Die größte Hürde war lange das Wasser. Die meiste Zeit des Jahres ist der Kanal nur ein kleines Rinnsal, der Kraftwerkbetreiber braucht das Wasser zur Stromerzeugung an einem anderen Wehr. Nach mehreren Gesprächen mit der Stadt hat er aber Kooperationsbereitschaft gezeigt: Pro Betriebsstunde der Welle sollen zehn Euro Ausgleich gezahlt werden. Weil die an vier Tagen pro Woche von April bis Oktober laufen soll, wären also 13 400 Euro im Jahr fällig - nicht gerade wenig. Das Geld, sagen die Kastners, bringe der Verein auf. "Wer surfen will, muss Mitglied sein." Aber es soll auch Tages-Mitgliedschaften geben, die die Surfer dann vom Handy aus per Paypal bezahlen können. "Eine Kasse wird es hier nicht geben", sagt Marcus Kastner.

Die Stadt wird als Bauherr noch zahlreiche Gespräche führen müssen, nicht nur mit dem Kraftwerksbetreiber, sondern auch mit den vielen Behörden, die am Genehmigungsverfahren beteiligt sind. Dabei geht es nicht nur ums Wasserrecht, sondern auch um Parkplätze, Lärm und ähnliche Dinge. Ein juristisches Gutachten, das die Haftungsfragen klären soll, sei kurz vor der Fertigstellung, sagt Stefanie Kastner. Bis zum Frühjahr kommenden Jahres, hoffen sie und ihr Mann, können sie den Spendenanteil einsammeln, später auch von Bürgern durch Crowdfunding. Dabei setzen sie auf die positive Kraft der Welle, die schon den Stadtrat überzeugt hat. "Riversurfing ist cool, jung, dynamisch und lässt sich gut vermarkten", sagt Stefanie Kastner.

Das sieht man auch in anderen Städten, in denen gerade fleißig daran gearbeitet wird, München den Rang als Surfspot Nummer eins abzulaufen. In Nürnberg etwa soll auf der Pegnitz die "Dauerwelle" entstehen, die der Freistaat mit 250 000 Euro fördern will, das Genehmigungsverfahren steht kurz vor dem Abschluss. Und in Bad Reichenhall soll auf der Saalach die größte künstliche Surfwelle der Welt geschaffen werden.

Die ersten Spenden sind schon da

Auch in Passau und Gräfelfing kämpfen Initiativen für ähnliche Projekte. Weil die Trendsportart boomt, gibt es auch schon die ersten Warnungen vor einer Kommerzialisierung des Fluss-Surfens. In Wolfratshausen sieht Marcus Kastner die Gefahr jedenfalls nicht. "Wir wollen uns an der Welle nicht bereichern", sagt Kastner. Er könne sich aber gut vorstellen, dass etwa Sportgeschäfte aus der Stadt einen Surfbrettverleih anbieten.

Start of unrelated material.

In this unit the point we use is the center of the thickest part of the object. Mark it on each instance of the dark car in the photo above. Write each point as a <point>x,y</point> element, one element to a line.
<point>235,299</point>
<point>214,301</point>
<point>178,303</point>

Die erste Spendenzusage hat das Ehepaar Kastner schon bekommen: 5000 Euro von einem Wolfratshauser Familienunternehmen. Beim Pressetermin im Rathaus hatten sie wieder ihr Surfbrett dabei. "Die Welle wird Wolfratshausen voranbringen", sind sie sich sicher. Und dass sie nicht nur Surfer aus dem ganzen Oberland anzieht, sondern auch viele Wolfratshauser dazu bringen wird, aufs Brett zu steigen. "Riversurfing ist schon lange keine Freak-Sportart mehr, die von ein paar Leuten ausgeübt wird, die es geheim halten wollen", sagt Marcus Kastner. "Es werden immer mehr. Und es braucht mehr Wellen."

Alle Informationen zum Projekt gibt es im Internet unter surfing-wolfratshausen.de.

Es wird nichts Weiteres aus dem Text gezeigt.